Citizens, particularly litigants, ought to remind recalcitrant, oath-flouting, rule-breaking, law-violating judges of this reality from time to time.  Plainly and simply, any public employee who violates his oath to support, protect, or defend the constitutions (meaning enforce the limits on government power and the guarantees of people's rights) BECOMES THEREBY AN ENEMY of the constitutions.  And EVERYbody who encounters such an enemy has a constitutional duty to excise that enemy from government.

ONLY when the people make judges fear summary excision will judges stop behaving like enemies of the people and of the constitutions.

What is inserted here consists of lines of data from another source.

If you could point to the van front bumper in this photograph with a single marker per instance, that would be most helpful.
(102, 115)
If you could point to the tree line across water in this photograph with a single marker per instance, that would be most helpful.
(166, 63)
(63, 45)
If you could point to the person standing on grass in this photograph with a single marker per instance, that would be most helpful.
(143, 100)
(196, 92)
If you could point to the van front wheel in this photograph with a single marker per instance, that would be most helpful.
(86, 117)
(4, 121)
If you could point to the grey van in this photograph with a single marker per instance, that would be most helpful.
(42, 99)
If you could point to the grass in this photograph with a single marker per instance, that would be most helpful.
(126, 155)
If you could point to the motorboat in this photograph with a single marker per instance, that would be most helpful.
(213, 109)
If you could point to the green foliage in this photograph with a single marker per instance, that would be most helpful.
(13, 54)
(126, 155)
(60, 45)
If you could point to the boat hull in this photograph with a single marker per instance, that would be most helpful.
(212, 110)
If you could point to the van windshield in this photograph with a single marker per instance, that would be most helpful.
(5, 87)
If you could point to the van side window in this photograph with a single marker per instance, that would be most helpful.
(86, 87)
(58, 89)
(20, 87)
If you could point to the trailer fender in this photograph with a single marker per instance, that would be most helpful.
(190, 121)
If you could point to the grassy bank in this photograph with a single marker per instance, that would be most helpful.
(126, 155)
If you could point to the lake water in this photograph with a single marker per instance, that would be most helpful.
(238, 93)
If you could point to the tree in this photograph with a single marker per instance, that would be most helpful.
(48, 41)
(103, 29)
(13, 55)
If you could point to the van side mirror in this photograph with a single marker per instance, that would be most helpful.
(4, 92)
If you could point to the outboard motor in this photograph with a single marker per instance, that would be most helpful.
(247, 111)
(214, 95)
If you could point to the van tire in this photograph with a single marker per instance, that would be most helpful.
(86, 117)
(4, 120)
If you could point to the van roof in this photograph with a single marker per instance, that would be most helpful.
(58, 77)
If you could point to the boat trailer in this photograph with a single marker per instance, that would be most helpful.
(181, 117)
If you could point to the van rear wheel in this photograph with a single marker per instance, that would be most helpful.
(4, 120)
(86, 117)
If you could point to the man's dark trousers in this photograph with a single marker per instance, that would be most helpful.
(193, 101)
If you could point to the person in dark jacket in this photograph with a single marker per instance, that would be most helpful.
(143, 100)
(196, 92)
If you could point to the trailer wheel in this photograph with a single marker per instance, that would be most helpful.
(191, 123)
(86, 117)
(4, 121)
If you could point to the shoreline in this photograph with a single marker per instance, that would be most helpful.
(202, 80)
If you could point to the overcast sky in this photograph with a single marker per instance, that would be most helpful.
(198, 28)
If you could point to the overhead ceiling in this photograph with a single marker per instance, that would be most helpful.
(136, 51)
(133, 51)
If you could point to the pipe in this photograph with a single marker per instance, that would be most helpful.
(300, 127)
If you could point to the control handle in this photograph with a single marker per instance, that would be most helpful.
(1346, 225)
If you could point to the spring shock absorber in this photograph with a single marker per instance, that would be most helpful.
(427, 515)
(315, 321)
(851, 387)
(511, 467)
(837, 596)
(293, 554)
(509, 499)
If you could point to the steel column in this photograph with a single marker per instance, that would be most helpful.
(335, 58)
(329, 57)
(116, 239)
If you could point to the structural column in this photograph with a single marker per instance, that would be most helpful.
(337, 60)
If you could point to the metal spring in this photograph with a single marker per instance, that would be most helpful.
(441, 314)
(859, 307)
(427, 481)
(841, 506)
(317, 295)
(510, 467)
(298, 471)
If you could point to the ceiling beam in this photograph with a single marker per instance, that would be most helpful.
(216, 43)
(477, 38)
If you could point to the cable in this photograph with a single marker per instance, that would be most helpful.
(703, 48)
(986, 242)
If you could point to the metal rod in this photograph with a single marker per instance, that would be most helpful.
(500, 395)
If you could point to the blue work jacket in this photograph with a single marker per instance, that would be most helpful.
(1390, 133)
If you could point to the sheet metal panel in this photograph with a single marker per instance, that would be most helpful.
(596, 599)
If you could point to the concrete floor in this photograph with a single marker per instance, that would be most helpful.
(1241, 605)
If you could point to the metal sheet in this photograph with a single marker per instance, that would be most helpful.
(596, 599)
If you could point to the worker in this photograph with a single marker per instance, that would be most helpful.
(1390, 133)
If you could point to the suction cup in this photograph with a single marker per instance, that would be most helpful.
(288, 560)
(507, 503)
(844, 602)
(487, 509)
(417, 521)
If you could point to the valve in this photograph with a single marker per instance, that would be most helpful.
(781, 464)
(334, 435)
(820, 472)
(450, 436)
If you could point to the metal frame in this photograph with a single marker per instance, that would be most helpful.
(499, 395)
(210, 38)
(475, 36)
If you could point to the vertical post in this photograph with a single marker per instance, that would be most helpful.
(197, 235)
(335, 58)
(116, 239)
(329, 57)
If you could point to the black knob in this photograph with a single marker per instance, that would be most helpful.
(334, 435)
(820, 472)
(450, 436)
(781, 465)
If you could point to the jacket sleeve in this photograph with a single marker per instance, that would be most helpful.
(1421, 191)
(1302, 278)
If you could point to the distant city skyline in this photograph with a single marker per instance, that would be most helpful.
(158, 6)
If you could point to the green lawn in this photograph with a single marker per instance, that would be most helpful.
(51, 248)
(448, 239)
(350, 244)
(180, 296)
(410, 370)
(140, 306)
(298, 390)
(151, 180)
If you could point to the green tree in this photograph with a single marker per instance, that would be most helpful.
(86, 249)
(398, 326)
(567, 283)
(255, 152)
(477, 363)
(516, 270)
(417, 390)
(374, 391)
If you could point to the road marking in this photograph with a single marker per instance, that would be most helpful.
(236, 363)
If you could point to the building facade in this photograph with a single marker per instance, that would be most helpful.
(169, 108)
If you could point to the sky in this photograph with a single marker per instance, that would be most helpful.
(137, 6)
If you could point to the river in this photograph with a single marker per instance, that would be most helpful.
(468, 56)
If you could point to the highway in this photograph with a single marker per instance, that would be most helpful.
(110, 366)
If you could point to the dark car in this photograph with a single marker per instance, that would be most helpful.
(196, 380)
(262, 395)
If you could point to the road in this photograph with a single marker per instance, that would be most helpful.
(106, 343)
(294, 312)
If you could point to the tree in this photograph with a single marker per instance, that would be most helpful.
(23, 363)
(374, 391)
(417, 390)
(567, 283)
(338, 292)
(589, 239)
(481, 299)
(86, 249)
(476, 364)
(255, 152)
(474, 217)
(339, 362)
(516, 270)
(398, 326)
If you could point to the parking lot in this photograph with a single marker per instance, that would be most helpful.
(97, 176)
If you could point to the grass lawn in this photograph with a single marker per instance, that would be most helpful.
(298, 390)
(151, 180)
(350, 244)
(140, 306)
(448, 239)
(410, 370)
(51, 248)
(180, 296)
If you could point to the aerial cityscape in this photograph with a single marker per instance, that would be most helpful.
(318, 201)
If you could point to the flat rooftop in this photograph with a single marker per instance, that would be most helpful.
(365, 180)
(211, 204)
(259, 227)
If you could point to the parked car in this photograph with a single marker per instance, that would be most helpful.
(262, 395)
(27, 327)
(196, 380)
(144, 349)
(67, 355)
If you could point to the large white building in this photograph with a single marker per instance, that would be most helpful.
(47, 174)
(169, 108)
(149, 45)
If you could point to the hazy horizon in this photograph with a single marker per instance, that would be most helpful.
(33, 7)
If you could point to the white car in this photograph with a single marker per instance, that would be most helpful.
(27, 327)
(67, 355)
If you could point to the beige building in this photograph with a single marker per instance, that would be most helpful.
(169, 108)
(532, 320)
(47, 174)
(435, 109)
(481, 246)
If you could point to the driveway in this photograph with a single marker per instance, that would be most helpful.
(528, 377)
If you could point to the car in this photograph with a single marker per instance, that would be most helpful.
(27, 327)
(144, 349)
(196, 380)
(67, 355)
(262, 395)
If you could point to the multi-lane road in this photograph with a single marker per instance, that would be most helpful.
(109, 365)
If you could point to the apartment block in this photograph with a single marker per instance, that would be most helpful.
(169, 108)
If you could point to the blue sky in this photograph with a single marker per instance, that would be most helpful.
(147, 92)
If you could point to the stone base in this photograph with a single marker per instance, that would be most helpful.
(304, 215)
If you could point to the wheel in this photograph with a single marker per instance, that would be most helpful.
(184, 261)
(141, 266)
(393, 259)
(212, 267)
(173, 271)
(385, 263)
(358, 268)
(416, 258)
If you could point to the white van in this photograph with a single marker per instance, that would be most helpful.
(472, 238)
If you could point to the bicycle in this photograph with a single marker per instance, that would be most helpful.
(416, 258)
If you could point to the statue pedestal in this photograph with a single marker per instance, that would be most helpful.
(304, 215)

Consider me like the boy who blurted out that the king had no clothes on when everyone else pretended they saw the king fully clothed.  I see blatant crookedness in our courts, by bailiffs and judges nearly every time I visit them and government and the media almost totally ignores it.  It embarrasses me and I hate it.  Please get off your butts and help me correct it.  Remember this from the Florida Constitution of 1838, Article I:

Section 2. That all political power is inherent in the people, and all free governments are founded on their authority, and established for their benefit; and, therefore, they have, at all times, an inalienable and indefeasible right to alter or abolish their form of government, in such manner as they may deem expedient.

This provision will remain forever true as it reminds people of the first rules of responsible liberty: vigilance and timely correction.  With your fellow man, turn the other cheek.  With government abuse, tolerance is a bad policy.